Assessing the Impact of Thesaurus-Based Expansion Techniques in QA-Centric IR

  • Luís Sarmento
  • Jorge Teixeira
  • Eugénio Oliveira
Part of the Lecture Notes in Computer Science book series (LNCS, volume 5706)


We study the impact of using thesaurus-based query expansion methods at the Information Retrieval (IR) stage of a Question Answering (QA) system. We focus on expanding queries for questions regarding actions and events, where verbs have a central role. Two different thesaurus are used: the OpenOffice thesaurus and an automatically generated verb thesaurus.
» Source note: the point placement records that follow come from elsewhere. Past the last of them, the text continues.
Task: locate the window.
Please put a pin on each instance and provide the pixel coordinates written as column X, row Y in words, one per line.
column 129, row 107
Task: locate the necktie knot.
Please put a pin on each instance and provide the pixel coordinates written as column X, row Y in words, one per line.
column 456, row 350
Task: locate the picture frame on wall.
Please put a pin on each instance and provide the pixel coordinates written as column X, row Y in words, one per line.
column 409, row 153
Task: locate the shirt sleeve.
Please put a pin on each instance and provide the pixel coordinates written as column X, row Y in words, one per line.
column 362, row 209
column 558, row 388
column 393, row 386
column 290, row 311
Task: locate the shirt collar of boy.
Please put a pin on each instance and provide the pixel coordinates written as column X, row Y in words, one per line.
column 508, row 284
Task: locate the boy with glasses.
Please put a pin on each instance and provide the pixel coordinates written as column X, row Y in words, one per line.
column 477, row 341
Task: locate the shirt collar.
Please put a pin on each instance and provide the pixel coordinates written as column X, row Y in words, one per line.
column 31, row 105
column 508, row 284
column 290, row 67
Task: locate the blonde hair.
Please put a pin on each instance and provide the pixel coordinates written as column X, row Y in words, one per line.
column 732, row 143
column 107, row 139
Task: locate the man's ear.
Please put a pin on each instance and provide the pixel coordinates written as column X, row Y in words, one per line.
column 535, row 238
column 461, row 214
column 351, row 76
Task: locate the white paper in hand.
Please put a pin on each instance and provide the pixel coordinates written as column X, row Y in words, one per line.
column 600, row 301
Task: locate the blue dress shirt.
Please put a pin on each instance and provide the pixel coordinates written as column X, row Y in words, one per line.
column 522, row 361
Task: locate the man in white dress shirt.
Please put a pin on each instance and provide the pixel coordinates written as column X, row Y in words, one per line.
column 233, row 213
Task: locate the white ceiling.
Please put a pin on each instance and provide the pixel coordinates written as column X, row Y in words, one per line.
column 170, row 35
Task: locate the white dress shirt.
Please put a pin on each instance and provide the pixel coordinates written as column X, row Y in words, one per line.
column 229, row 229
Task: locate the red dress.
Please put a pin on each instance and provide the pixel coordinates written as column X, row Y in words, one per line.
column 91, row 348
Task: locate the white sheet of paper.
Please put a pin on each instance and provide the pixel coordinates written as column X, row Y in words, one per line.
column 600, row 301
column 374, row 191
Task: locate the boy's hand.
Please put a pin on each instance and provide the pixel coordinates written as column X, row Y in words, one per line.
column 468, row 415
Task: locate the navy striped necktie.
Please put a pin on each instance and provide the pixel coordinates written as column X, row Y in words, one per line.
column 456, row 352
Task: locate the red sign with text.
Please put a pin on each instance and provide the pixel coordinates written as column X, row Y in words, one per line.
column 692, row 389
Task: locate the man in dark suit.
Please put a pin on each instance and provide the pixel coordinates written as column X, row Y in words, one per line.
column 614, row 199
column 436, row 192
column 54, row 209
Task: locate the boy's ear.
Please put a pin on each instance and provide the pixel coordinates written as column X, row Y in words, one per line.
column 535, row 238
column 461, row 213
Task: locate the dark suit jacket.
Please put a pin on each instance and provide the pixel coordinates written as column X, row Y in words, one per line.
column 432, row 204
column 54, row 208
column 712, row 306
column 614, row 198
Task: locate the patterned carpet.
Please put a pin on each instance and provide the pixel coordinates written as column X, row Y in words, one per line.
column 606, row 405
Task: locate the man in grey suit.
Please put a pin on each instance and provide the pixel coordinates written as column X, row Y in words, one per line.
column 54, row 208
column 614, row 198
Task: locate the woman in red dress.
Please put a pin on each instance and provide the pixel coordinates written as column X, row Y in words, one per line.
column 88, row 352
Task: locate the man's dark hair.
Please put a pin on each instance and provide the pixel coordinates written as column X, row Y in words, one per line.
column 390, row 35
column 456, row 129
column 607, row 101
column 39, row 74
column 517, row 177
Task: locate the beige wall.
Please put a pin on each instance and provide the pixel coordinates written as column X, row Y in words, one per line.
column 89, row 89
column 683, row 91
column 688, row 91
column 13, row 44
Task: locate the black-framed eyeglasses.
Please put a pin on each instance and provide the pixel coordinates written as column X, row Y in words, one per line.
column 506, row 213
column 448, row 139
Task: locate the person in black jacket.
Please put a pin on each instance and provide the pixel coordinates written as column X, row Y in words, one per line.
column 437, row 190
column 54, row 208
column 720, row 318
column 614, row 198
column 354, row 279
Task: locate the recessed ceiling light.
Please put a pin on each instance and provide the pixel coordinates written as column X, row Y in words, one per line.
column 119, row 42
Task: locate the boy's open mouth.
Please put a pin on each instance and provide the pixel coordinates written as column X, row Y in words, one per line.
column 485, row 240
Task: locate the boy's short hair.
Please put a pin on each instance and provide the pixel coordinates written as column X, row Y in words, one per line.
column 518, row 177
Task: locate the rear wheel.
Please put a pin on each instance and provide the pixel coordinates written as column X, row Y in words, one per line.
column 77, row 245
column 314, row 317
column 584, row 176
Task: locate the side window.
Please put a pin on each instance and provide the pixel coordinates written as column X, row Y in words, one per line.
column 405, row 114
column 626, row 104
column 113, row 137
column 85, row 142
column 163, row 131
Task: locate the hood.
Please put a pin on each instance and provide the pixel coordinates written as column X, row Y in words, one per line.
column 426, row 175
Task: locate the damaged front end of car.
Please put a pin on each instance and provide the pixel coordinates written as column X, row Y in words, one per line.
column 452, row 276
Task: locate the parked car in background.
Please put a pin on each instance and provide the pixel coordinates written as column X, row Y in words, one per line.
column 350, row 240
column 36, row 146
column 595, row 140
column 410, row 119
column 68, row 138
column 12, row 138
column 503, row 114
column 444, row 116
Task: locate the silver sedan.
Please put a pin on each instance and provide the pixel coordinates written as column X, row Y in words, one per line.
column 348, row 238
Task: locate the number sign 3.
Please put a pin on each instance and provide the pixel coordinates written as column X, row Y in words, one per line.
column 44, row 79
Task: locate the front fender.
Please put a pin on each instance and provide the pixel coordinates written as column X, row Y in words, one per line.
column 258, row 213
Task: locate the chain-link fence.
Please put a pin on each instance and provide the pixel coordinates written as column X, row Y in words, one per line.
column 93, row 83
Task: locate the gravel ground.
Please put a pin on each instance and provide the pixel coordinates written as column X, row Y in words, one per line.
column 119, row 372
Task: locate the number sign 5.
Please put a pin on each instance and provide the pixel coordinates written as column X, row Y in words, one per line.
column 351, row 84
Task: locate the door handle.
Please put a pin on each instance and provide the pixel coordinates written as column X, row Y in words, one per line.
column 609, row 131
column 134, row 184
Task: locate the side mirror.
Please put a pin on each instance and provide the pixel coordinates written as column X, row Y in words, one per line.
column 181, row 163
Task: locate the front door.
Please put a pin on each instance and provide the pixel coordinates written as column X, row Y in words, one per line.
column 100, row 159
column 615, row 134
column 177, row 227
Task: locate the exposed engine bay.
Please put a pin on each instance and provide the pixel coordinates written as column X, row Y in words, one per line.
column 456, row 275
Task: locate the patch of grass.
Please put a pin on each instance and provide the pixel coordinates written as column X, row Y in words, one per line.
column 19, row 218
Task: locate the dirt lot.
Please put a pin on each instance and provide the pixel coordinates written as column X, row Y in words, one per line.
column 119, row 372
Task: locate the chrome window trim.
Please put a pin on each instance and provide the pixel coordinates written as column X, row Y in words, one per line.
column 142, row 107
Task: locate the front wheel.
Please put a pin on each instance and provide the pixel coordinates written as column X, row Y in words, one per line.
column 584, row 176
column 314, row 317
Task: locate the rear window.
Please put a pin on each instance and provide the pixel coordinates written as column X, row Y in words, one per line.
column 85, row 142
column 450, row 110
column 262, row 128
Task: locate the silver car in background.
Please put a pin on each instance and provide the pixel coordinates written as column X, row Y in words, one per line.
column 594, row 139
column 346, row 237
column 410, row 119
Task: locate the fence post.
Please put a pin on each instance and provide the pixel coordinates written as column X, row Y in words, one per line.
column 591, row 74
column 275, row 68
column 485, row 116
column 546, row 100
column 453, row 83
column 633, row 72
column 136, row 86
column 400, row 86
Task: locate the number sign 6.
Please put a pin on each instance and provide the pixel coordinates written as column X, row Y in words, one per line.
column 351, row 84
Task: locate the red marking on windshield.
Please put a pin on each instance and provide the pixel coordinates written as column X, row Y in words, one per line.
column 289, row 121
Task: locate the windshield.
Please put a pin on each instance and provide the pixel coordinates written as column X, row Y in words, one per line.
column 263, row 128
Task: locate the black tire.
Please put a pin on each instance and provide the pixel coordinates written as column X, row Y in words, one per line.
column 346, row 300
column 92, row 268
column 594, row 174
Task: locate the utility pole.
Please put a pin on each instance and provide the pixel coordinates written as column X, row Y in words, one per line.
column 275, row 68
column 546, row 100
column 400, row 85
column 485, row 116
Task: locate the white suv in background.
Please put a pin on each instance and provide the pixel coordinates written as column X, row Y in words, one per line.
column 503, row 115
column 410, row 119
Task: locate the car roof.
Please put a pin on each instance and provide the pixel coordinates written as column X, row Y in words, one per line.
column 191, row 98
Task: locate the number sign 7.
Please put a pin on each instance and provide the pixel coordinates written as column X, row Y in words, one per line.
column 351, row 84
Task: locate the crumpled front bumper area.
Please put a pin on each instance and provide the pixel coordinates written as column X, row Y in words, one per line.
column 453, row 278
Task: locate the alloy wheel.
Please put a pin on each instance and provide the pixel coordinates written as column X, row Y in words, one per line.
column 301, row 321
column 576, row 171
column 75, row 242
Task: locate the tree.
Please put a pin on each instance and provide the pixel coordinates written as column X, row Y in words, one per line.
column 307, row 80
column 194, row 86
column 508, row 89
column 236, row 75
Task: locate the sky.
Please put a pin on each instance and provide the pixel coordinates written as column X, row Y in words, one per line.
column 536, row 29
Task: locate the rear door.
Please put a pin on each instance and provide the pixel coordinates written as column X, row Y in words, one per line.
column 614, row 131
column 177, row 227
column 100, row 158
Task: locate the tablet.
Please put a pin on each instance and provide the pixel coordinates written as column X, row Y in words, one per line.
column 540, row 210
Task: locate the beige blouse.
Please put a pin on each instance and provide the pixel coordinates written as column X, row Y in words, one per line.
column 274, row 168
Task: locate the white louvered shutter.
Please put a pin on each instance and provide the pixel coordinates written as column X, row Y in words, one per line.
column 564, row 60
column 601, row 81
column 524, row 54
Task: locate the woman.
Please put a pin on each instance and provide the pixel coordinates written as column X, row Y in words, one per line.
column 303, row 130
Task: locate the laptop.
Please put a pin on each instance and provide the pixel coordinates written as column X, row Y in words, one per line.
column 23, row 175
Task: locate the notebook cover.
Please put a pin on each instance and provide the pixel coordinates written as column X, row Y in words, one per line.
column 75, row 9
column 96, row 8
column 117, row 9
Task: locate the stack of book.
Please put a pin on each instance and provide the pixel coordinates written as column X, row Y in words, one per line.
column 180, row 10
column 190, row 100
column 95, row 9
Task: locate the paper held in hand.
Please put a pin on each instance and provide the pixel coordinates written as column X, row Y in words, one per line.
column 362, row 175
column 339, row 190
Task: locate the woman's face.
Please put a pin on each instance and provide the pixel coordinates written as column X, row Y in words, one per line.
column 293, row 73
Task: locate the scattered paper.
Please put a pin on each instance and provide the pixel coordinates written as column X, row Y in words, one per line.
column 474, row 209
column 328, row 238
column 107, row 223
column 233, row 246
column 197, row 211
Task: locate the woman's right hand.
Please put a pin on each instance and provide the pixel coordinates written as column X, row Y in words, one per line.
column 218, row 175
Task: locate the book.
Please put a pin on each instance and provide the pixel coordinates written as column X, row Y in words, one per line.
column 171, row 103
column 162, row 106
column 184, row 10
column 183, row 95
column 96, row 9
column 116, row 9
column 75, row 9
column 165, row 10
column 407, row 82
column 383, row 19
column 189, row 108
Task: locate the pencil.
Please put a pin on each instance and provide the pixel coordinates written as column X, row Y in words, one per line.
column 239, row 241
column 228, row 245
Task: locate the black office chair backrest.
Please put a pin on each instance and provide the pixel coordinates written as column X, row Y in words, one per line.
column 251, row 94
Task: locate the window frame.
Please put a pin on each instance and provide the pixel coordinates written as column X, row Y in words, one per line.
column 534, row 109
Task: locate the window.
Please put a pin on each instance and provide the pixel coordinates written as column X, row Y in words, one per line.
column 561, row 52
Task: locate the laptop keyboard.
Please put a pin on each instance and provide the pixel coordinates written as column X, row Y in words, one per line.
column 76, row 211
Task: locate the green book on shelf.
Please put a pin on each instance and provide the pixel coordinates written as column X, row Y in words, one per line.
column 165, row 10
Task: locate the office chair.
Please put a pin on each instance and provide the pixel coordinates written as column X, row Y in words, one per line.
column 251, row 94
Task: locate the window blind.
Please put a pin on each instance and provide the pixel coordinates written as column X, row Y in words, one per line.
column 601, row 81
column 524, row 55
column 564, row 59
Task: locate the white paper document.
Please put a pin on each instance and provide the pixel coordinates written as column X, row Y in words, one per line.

The performance of thesaurus-based methods is compared against what is obtained by (i) executing no expansion and (ii) applying a simple query generalization method. Results show that thesaurus-based approaches help improving recall at retrieval, while keeping satisfactory precision. However, we confirm that positive impact for the final QA performance is mostly achieved due to increase in recall, which can also be obtained by using simpler methods. Nevertheless, because of its better relative precision thesaurus-based expansion is effective in selectively reducing the number of irrelevant text passages retrieved, thus reducing computational load in the answer extraction stage.


Query Expansion Question Answering Statistical Machine Translation Text Passage Question Answering System 
These keywords were added by machine and not by the authors. This process is experimental and the keywords may be updated as the learning algorithm improves.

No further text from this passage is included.